How could anyone within the confines of any legitimate, definitive, legal proceeding categorically prove any harmless, white substance was meant to represent the “threat” of anthrax? And even if that relationship could be proven, it does not change the physical reality that the powder was not anthrax or any other poison!
"The letters all have the same postmarks, the same content and similar return addresses that lead us to believe they are coming from the same person or persons," said White. Return addresses? You mean the sender was so diabolical and crafty that he included his return address? Gee, Mr. White, has anyone within your brilliant agency gone through the trouble of actually checking out these return addresses? If so, why do you make no mention of it?
The report states that “authorities are offering up to $100,000 for information leading to the arrest and prosecution of those responsible.” Prosecution for what? Mailing a murky message with corn starch? Maybe I think too much, but exactly what would be the charge? The reporter is obviously too lazy to ask such a question.
Is corn starch or any other white powder considered a “threat” in any context or just when it appears in a mailed envelope? What about the bakery aisles in grocery stores? Should law enforcement immediately close them all down? If I went to the store and taped a note saying “al-Qaida” on a one pound bag of sugar would that be considered a “threat,” subject to criminal prosecution?
In my earlier post I speculated on what might happen if thousands of people mailed envelopes containing nothing but corn starch to DC. Considering state employee’s inordinate fear of white, powdery substances, I pondered what might occur. It seems that this may have actually happened in Philadelphia, where an Internal Revenue Service office was briefly evacuated after a suspicious envelope was found. “Police said the envelope contained a vial with a plastic bag over it, but tests showed no harmful materials were inside. The office reopened a few hours later, authorities said.”
This event inspired Super-Special Agent Mark White to make another brilliant pronouncement that the Philadelphia letter was not related to the others. How does he know? How can he claim this immediately after admitting failure identifying and locating the “culprit,” in the other mailings, begging the public for help, and offering 100,000 of their stolen tax dollars as incentive?

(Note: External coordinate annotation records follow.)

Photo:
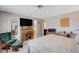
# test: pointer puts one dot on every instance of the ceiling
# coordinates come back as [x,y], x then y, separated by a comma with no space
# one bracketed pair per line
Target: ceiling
[34,11]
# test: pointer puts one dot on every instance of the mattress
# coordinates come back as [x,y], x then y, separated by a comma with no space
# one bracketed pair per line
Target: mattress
[52,44]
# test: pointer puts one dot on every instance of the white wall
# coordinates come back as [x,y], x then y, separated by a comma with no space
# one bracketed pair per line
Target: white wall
[54,22]
[5,22]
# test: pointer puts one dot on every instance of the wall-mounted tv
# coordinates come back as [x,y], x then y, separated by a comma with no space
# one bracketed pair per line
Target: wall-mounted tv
[26,22]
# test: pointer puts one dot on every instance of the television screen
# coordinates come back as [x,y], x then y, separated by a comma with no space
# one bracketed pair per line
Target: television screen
[26,22]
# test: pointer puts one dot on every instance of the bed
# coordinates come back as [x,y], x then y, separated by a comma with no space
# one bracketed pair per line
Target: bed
[52,44]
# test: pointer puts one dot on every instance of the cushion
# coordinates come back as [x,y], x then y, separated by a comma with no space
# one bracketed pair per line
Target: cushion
[17,43]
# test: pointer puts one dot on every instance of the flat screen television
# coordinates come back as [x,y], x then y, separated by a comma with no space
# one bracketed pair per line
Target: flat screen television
[26,22]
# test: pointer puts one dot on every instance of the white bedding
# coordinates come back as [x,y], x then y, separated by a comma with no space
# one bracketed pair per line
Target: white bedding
[52,44]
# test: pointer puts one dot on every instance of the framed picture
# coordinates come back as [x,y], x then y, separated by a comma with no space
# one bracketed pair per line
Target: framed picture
[14,27]
[64,22]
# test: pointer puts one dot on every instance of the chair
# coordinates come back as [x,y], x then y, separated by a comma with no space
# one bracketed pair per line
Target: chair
[16,45]
[6,40]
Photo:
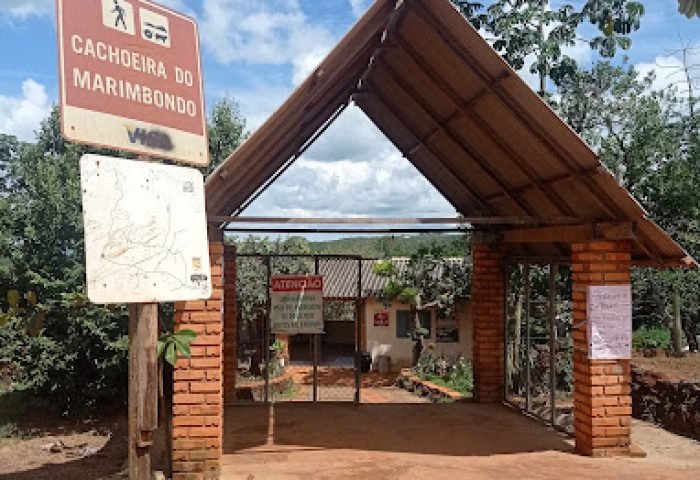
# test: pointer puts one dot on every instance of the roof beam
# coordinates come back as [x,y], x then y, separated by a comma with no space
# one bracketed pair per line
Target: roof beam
[397,221]
[445,129]
[362,231]
[607,204]
[571,233]
[465,108]
[396,119]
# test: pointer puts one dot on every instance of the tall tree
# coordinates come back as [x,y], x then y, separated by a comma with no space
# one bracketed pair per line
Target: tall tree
[649,139]
[227,131]
[524,29]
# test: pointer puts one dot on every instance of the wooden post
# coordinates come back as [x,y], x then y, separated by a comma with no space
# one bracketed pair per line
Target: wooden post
[677,327]
[143,387]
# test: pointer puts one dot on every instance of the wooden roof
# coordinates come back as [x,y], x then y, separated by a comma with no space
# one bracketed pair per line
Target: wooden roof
[469,124]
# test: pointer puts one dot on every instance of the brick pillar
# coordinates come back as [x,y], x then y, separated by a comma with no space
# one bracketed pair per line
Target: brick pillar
[602,401]
[197,392]
[488,294]
[230,324]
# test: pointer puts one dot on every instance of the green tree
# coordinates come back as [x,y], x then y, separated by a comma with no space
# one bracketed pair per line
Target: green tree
[75,354]
[524,29]
[226,128]
[649,139]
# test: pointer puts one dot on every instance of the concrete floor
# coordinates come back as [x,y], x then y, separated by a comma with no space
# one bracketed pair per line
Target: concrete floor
[436,441]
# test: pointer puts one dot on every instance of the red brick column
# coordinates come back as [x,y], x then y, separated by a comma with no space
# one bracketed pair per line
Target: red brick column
[197,392]
[602,401]
[488,293]
[230,324]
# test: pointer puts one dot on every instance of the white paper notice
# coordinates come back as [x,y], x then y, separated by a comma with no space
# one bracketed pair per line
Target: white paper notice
[610,322]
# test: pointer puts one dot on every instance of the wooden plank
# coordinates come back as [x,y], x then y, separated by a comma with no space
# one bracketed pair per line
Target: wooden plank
[547,140]
[143,387]
[444,128]
[570,233]
[397,221]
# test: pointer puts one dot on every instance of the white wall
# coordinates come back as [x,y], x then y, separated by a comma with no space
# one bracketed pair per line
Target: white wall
[383,340]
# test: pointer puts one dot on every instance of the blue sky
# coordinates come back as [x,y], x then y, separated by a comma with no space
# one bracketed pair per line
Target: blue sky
[257,51]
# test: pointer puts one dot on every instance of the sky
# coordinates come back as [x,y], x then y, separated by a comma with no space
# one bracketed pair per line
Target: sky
[257,52]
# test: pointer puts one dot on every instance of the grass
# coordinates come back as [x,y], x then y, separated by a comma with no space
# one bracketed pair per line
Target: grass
[10,406]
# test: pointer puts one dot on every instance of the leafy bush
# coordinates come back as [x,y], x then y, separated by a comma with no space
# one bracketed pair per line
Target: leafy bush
[652,337]
[77,363]
[456,373]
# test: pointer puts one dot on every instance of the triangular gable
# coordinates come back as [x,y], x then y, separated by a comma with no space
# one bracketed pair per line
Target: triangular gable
[465,119]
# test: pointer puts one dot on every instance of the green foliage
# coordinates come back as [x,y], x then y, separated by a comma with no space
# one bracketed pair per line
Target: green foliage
[650,141]
[170,344]
[523,29]
[456,373]
[429,280]
[652,337]
[395,246]
[226,129]
[60,347]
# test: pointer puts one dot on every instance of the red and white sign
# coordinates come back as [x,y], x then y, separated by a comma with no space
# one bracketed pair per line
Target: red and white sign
[299,283]
[296,304]
[130,78]
[381,319]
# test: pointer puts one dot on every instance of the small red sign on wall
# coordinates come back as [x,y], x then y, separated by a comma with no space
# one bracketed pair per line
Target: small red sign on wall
[381,319]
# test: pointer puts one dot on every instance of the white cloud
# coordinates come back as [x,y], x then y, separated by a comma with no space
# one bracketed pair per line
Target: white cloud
[384,185]
[21,116]
[275,32]
[352,137]
[26,8]
[359,6]
[669,70]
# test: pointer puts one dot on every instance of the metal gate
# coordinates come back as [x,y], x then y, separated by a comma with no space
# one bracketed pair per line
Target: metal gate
[539,344]
[273,368]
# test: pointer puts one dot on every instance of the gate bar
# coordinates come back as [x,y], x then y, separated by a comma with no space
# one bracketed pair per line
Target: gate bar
[553,307]
[358,332]
[267,328]
[528,390]
[314,339]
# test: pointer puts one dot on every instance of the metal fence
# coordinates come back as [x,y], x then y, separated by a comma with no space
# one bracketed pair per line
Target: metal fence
[539,345]
[273,368]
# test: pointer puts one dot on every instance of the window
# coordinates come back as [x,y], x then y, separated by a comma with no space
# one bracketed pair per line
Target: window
[405,323]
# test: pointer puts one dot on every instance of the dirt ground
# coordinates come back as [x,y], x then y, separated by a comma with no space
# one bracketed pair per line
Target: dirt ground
[336,441]
[443,441]
[60,449]
[686,368]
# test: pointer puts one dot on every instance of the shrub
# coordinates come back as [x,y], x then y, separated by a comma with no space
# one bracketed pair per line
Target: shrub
[456,373]
[652,337]
[79,360]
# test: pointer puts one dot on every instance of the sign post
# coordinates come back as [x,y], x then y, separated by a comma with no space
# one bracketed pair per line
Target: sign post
[130,79]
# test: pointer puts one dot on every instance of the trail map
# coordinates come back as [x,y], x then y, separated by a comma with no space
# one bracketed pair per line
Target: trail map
[145,231]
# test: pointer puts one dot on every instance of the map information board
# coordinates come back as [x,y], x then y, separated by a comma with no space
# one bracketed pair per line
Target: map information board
[145,231]
[296,304]
[610,322]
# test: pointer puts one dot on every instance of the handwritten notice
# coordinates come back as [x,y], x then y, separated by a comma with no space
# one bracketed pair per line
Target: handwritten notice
[610,322]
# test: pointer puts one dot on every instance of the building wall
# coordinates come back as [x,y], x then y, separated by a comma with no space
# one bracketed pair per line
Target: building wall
[383,341]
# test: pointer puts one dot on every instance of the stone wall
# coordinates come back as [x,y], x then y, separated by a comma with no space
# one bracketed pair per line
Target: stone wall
[673,405]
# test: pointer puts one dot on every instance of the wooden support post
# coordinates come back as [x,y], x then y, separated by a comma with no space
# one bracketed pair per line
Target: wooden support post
[143,387]
[677,327]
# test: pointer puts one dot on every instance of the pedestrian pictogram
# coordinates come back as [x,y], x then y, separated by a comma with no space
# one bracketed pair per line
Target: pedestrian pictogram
[131,78]
[118,15]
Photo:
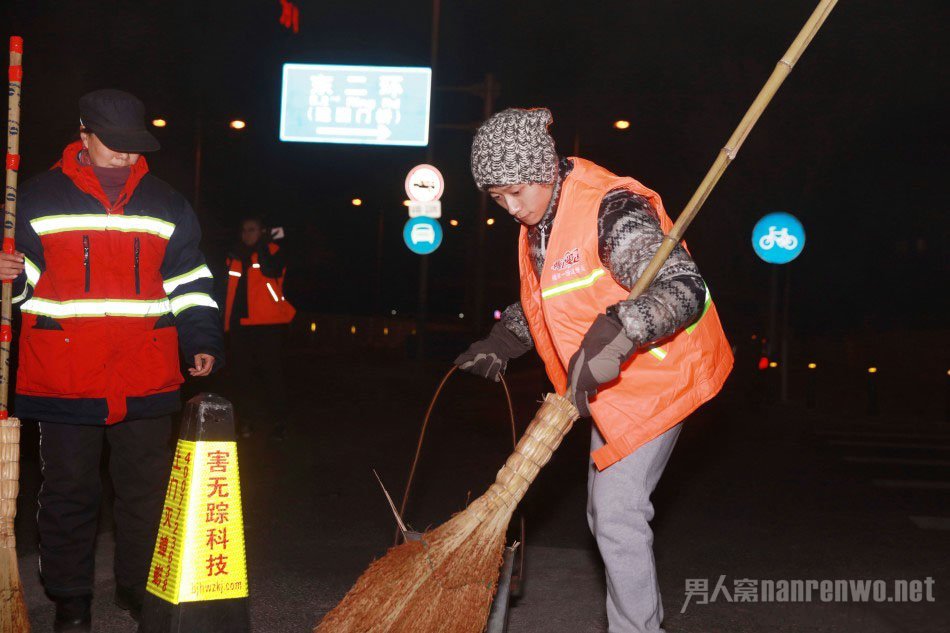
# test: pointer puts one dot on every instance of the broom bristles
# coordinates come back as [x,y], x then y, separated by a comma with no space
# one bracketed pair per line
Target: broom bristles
[446,581]
[14,617]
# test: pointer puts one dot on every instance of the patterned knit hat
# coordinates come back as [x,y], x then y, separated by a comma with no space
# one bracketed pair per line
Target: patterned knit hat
[514,147]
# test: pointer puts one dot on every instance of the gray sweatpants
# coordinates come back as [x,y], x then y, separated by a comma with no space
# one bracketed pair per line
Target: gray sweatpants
[619,511]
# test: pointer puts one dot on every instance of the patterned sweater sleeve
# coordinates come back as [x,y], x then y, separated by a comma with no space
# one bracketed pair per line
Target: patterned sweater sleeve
[629,234]
[513,318]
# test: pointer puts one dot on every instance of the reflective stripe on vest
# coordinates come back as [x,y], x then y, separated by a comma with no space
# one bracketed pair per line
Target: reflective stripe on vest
[201,272]
[32,271]
[191,300]
[96,307]
[706,305]
[102,222]
[659,353]
[574,284]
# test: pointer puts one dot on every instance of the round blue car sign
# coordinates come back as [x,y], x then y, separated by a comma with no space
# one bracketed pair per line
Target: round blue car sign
[422,235]
[778,238]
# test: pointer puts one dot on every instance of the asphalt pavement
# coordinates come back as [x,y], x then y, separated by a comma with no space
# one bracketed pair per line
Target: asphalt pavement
[754,495]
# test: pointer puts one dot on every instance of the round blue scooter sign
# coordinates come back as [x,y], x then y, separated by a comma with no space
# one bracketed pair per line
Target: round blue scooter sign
[778,238]
[422,235]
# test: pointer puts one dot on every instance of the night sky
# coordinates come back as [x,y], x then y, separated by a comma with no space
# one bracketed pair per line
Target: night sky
[854,144]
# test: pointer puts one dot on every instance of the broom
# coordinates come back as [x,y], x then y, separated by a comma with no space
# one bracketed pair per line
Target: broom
[13,614]
[446,581]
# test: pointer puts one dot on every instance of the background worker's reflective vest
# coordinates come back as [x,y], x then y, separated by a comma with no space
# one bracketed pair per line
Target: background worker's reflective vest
[266,304]
[658,387]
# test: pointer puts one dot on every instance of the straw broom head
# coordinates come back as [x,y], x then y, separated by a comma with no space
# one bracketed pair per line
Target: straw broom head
[446,581]
[13,613]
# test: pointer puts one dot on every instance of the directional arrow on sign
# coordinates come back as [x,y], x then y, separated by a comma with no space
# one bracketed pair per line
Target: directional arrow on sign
[380,132]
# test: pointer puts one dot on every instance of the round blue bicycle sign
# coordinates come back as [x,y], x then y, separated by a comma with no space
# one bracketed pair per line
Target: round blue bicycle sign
[422,235]
[778,238]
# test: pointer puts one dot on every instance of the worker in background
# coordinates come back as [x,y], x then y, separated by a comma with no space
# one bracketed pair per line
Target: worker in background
[111,286]
[637,367]
[256,316]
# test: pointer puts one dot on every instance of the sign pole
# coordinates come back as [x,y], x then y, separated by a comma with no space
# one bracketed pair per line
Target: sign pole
[785,333]
[424,259]
[479,307]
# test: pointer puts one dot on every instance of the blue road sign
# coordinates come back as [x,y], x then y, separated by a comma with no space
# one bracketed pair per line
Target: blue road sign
[368,105]
[778,238]
[422,235]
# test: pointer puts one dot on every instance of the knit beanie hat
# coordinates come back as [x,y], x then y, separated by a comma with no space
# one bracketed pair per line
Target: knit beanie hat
[514,147]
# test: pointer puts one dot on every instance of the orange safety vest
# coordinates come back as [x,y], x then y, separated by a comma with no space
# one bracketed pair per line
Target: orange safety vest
[657,387]
[266,304]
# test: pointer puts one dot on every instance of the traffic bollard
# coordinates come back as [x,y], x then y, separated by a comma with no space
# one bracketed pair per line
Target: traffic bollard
[197,581]
[873,408]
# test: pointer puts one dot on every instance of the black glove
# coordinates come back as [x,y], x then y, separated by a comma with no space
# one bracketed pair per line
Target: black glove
[603,351]
[489,357]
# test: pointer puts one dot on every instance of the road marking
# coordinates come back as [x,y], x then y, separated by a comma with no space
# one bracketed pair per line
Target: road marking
[912,484]
[931,523]
[886,434]
[896,460]
[875,444]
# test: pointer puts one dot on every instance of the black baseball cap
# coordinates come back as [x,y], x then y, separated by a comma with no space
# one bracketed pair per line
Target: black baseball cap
[118,119]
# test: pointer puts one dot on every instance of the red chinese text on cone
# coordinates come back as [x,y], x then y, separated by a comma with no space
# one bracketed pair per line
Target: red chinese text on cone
[199,553]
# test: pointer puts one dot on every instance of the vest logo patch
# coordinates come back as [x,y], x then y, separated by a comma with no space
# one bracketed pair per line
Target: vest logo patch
[569,258]
[568,265]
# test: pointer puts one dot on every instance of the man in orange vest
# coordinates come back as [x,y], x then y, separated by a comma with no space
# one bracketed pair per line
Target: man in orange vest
[637,367]
[256,312]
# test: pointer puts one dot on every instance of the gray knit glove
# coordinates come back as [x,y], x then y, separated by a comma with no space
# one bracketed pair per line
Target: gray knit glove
[603,351]
[489,357]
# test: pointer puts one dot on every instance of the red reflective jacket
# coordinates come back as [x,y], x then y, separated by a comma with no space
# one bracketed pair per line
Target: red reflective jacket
[266,304]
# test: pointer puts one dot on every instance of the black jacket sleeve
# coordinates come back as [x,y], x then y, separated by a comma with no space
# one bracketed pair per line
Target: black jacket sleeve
[189,286]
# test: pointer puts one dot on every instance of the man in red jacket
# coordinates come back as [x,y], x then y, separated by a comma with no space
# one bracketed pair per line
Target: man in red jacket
[112,286]
[255,317]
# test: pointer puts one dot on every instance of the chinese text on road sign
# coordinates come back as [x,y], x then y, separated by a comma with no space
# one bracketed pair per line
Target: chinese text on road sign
[371,105]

It will be interesting to see how this hysterical, keystone cops drama ultimately plays out. Will the mailings continue to spread throughout a larger geographic area or will the nonsense end quietly here, forgotten by the public and embarrassingly filed away by law enforcement agencies?
The dog days of August take a toll on the brain’s thought processes. The summer oven works to dull reasoning and distract the brain towards other, less productive pursuits- notably, looking for a cool place to lie down and take a nap. It’s good of the state’s incompetent and panicky actors to provide such welcome hilarity and inspiration.